Thursday, April 05, 2012

A Few Acres of Snow: Reserve

A Few Acres of Snow has a very interesting mechanic that is part increased hand size, part permanent trash pile. That mechanic is the reserve and making proper use of it seems to be very important when it comes to being successful at playing the game. It's such a unique feature and so important that I want to spend an entire post talking about it.

The mechanics of the reserve are fairly straightforward. As an action you can set one of the cards in your hand off to the side in the reserve zone. It doesn't take up space in your hand, deck, or discard pile as a result. It just sits set off to the side. Then during your turn you can retrieve all the cards in your reserve for no action by paying one buck per card retrieved. You have to get them all back if you get any of them. The cards are still vulnerable to attack so if your opponent ambushes you he can get any military cards in your reserve. A priest/indian leader can steal a neutral Native Americans card put there as well. (Note: There is a maximum of 5 cards allowed in the reserve.)

What can you do with the reserve? The first thing that jumped to mind when I started playing was trying to set up a perfect combo hand. With the French I would reserve away cards that had furs on them. Then when I drew my trader I'd trade for a ton of bucks. Of course this wasn't actually terribly efficient (you earn 2 bucks per fur but had to pay 1 per card you retrieved and you lost an action for every card reserved along the way) but with a clunky deck it did ok. I've since stopped building clunky decks and the rules have changed preventing it from working anyway...

The next thing you could do is use the reserve as a sort of trash bin. Why bother buying a governor and spending actions killing cards when you could just stick your worst cards in the reserve and never bring them back again?
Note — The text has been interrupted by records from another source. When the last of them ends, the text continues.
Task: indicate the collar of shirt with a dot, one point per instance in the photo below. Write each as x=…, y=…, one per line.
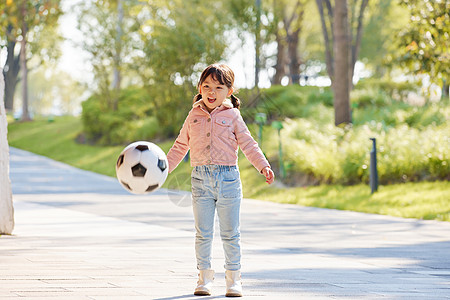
x=226, y=104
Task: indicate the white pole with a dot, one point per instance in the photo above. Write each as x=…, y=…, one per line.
x=6, y=205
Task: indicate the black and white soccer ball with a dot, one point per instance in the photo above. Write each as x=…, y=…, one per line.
x=142, y=167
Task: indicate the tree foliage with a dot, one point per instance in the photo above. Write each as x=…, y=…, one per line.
x=425, y=42
x=32, y=24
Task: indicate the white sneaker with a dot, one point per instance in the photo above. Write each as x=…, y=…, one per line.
x=234, y=284
x=205, y=282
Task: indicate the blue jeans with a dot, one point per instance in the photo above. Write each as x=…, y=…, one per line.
x=217, y=187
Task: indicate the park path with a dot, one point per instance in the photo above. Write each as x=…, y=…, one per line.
x=79, y=235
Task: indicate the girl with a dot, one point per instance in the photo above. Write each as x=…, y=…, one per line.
x=213, y=130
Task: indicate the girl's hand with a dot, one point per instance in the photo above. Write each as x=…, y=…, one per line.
x=270, y=177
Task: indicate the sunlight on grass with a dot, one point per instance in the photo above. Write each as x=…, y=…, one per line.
x=423, y=200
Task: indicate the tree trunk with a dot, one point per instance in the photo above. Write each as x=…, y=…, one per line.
x=10, y=73
x=445, y=90
x=327, y=31
x=257, y=42
x=280, y=69
x=117, y=56
x=23, y=67
x=340, y=84
x=6, y=205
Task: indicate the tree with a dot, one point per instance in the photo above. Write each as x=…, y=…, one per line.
x=288, y=19
x=342, y=33
x=6, y=206
x=20, y=18
x=11, y=69
x=108, y=27
x=425, y=41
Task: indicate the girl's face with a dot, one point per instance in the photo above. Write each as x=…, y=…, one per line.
x=213, y=93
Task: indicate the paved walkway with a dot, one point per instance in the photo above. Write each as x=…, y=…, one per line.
x=79, y=235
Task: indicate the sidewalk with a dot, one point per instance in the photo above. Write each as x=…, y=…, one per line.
x=79, y=235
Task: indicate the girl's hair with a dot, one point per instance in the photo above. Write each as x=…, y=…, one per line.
x=224, y=75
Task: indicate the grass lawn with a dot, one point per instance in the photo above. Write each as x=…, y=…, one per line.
x=424, y=200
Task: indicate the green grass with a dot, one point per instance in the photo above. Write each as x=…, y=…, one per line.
x=423, y=200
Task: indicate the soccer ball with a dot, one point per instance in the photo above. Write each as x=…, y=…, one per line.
x=142, y=167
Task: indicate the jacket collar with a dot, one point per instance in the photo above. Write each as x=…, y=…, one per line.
x=226, y=103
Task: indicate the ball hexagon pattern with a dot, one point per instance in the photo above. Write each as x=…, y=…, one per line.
x=142, y=167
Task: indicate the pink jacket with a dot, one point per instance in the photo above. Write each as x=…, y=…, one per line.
x=214, y=138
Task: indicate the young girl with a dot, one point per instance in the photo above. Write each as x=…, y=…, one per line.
x=213, y=131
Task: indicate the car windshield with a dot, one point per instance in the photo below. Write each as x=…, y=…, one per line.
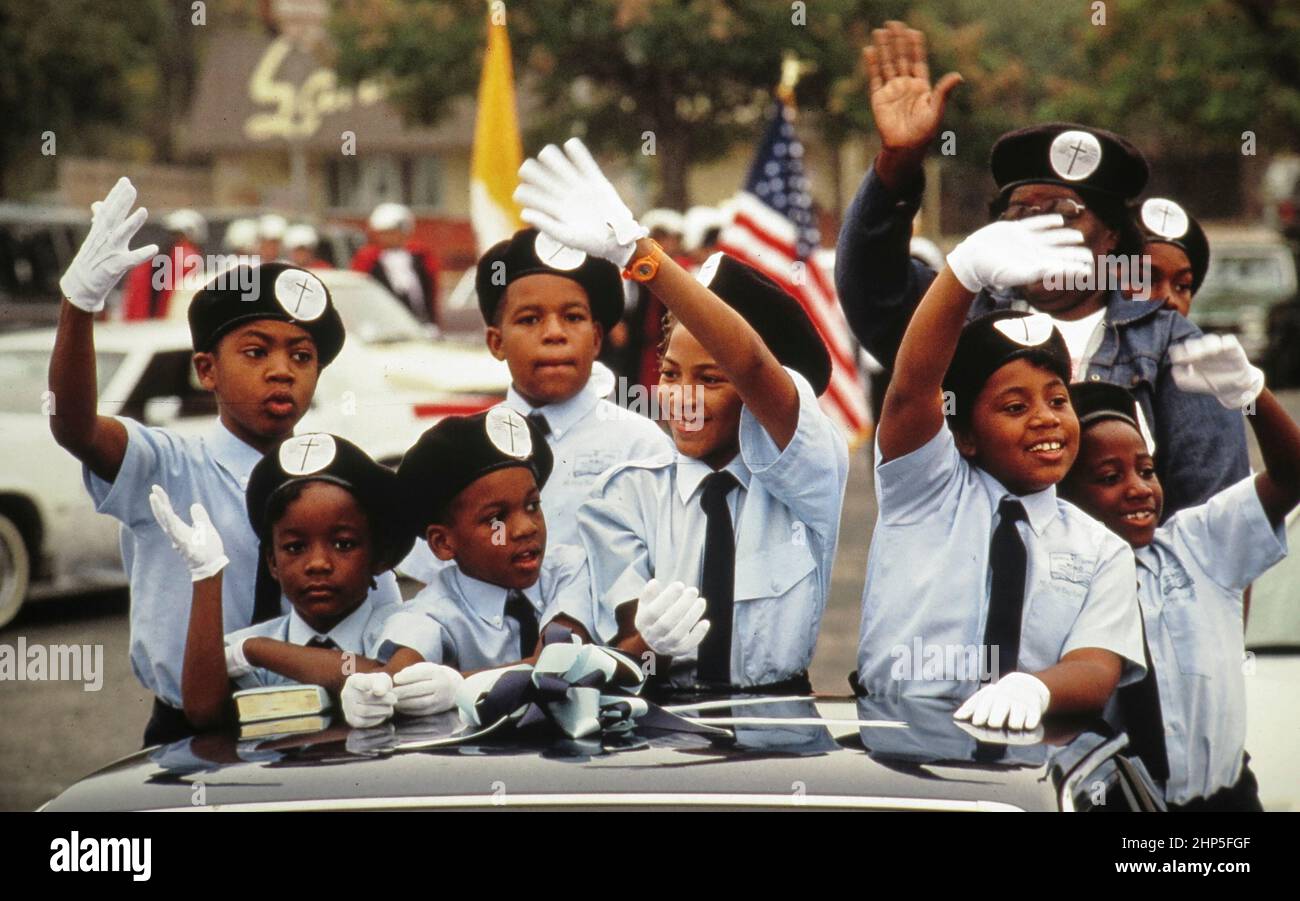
x=369, y=312
x=1248, y=274
x=1274, y=622
x=24, y=378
It turned out this was the basis for the truly degenerate British deck that was unstoppable. Two actions to stick Pemaquid and St Mary's in the reserve and then you have a sweet money engine with your remaining 5 cards. They ended up publishing new rules for the game in order to shut this strategy down. As an extra rule with the reserve you can no longer put location cards in the reserve. Only empire cards can do there now.

This restriction shuts down the truly broken part of the reserve but what remains is still very powerful. If you want to get rid of locations you now need a governor but what are you supposed to do with the governor after you've eaten the bad cards? Stick it in the reserve! You can even use the reserve for other purposes as well and just pull back the governor with the other cards. Maybe you can find a use for it again. Maybe you need to spend another action to reserve it again. It all works out!
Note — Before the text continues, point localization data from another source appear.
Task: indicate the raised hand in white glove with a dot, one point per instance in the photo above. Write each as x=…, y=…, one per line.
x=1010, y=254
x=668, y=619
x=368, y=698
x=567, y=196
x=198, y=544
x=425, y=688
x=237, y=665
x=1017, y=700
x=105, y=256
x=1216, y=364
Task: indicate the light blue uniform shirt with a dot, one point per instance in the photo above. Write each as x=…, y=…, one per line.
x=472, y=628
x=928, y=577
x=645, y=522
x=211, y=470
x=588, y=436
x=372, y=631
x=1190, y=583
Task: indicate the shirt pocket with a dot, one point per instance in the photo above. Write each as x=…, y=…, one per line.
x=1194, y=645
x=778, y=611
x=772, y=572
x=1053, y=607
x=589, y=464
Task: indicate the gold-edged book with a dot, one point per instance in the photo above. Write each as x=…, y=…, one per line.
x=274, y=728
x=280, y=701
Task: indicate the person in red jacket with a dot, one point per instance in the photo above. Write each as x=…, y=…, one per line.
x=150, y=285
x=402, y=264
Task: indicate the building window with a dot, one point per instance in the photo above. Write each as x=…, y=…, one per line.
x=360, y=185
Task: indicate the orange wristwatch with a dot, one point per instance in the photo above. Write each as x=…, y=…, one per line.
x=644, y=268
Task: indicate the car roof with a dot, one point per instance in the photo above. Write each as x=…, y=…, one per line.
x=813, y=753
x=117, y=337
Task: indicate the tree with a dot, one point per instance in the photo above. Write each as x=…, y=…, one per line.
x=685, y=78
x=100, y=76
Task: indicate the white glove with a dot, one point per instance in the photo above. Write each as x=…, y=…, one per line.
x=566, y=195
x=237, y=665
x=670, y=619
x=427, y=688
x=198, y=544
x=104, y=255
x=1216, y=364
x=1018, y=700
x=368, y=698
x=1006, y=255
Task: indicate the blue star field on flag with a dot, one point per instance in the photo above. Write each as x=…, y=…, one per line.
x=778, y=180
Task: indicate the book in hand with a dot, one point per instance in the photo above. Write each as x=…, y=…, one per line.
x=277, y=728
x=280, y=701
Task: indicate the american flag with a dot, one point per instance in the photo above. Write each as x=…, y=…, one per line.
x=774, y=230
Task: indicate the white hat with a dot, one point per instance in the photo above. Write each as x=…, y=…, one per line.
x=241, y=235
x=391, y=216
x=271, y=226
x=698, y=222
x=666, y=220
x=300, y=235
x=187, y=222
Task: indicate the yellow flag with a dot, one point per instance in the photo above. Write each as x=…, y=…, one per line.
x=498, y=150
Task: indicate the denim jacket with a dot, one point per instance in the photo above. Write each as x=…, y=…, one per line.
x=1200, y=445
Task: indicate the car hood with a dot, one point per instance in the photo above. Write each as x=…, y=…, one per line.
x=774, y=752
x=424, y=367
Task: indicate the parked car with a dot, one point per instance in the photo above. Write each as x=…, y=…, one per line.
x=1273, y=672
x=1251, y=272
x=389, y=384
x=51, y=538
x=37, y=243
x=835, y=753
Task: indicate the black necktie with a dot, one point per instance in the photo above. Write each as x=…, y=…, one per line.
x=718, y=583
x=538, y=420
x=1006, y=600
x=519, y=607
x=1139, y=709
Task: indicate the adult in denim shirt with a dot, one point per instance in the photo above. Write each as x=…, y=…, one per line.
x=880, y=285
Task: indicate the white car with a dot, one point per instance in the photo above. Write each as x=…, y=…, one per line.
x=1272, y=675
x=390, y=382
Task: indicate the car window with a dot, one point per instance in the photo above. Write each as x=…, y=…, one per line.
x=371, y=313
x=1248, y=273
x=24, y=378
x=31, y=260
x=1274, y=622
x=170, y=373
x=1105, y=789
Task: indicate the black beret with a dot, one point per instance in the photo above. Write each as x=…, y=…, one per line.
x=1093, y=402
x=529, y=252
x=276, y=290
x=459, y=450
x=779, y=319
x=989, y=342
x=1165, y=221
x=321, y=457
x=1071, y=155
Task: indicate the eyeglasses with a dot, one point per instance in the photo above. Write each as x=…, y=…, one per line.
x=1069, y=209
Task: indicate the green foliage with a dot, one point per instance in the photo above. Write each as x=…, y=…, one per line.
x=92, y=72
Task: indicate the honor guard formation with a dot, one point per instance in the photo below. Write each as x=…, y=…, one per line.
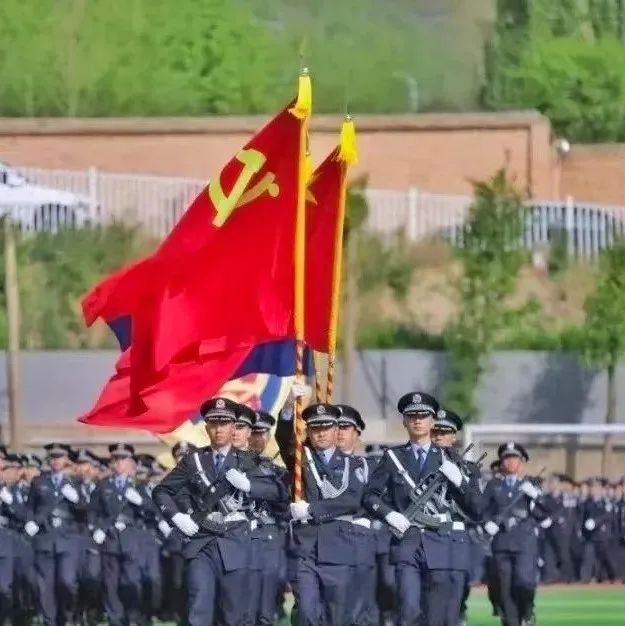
x=397, y=536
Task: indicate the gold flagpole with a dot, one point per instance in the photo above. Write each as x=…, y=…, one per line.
x=348, y=156
x=302, y=109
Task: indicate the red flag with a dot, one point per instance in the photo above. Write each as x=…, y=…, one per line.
x=323, y=241
x=167, y=404
x=245, y=177
x=236, y=288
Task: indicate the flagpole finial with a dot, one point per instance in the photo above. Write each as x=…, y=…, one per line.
x=347, y=143
x=303, y=105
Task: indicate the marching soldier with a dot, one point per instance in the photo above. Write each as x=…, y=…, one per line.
x=268, y=531
x=115, y=511
x=321, y=546
x=423, y=548
x=175, y=563
x=8, y=506
x=151, y=528
x=87, y=469
x=54, y=509
x=364, y=610
x=513, y=508
x=444, y=432
x=205, y=496
x=597, y=526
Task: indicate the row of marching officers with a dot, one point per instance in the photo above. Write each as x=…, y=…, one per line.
x=367, y=541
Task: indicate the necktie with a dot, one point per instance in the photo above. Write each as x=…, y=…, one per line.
x=420, y=457
x=219, y=459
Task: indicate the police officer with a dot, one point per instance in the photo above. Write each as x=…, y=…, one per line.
x=54, y=509
x=596, y=519
x=513, y=507
x=87, y=468
x=205, y=497
x=321, y=542
x=8, y=505
x=268, y=531
x=152, y=527
x=115, y=513
x=364, y=609
x=175, y=564
x=421, y=550
x=468, y=552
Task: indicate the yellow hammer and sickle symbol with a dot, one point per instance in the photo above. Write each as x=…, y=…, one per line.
x=239, y=195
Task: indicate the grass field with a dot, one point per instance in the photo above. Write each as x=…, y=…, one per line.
x=556, y=606
x=562, y=606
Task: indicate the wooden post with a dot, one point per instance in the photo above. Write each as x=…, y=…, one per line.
x=13, y=333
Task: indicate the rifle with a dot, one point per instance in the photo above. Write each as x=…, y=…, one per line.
x=420, y=497
x=510, y=506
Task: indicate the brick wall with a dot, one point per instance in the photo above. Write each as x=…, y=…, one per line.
x=436, y=152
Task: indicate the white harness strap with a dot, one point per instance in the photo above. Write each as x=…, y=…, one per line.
x=402, y=470
x=200, y=469
x=313, y=467
x=365, y=470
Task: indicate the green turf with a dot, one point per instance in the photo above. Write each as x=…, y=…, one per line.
x=594, y=606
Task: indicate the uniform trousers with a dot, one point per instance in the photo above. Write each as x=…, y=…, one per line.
x=422, y=592
x=215, y=594
x=516, y=573
x=321, y=592
x=122, y=587
x=57, y=580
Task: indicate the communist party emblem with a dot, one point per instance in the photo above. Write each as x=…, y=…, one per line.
x=253, y=162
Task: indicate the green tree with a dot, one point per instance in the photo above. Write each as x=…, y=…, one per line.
x=604, y=328
x=579, y=85
x=491, y=258
x=564, y=58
What else can you do with the reserve? A prime use is to store all your military cards between invasions. In order to assault a fortified capital you need to set up a very precise hand. Louisbourg, a boat, and at least 5 strength of military power. Trying to cycle into this hand one or two discards at a time isn't going to work out very well for you. Reserving the military power (and maybe the boat!) makes it so you just need to draw Louisbourg to win which is an easier combo.
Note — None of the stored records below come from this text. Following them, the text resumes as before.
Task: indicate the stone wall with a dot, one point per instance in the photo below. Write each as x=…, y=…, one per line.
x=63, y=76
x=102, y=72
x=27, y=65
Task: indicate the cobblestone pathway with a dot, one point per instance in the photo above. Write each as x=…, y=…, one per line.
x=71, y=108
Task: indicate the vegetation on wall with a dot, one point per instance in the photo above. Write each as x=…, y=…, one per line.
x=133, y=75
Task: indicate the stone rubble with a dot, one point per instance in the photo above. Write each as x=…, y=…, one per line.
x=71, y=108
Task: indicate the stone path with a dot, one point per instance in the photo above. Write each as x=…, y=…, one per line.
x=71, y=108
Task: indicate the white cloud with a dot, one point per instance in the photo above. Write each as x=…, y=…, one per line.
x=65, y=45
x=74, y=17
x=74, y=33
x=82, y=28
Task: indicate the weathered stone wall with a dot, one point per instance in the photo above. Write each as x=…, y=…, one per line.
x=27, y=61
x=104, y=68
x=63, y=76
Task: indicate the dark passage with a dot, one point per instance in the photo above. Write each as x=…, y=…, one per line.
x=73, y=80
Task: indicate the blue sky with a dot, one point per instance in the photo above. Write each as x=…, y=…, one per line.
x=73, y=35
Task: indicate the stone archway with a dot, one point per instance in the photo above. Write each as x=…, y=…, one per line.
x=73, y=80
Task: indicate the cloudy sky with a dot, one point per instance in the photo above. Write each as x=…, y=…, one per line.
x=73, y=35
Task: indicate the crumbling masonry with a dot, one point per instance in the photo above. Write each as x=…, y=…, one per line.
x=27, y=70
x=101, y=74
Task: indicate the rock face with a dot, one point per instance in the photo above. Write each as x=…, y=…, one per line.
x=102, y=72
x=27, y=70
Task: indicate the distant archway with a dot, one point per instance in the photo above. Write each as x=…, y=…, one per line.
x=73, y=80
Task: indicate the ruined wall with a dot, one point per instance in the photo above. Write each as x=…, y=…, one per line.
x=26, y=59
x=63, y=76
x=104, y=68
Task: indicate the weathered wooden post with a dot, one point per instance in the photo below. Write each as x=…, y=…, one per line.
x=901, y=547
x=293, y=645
I've also used it to store my priest card as the French. After you've taken all their Native American cards you can use the priest to extend your raid range. But if you just want to keep ambushing you have no use for a priest. You don't want to governor it away in case they buy more Natives later... So stick it in the reserve! With reasonable hand tracking you'll even have a good shot at nailing the Native should they buy one. And if you do shift into a raid game you'll have a priest waiting for you!

A final thing I've done is stored a settler card until I'm going to win a fight. Then I can pull it out of my reserve the turn before I win in order to settle Pemaquid. Alternatively if you're trying to cube out with a biggish deck it can help to reserve the settler and dig until you get the right city card. Not very money efficient but sometimes you have enough money and just need to end the game before Quebec gets conquered.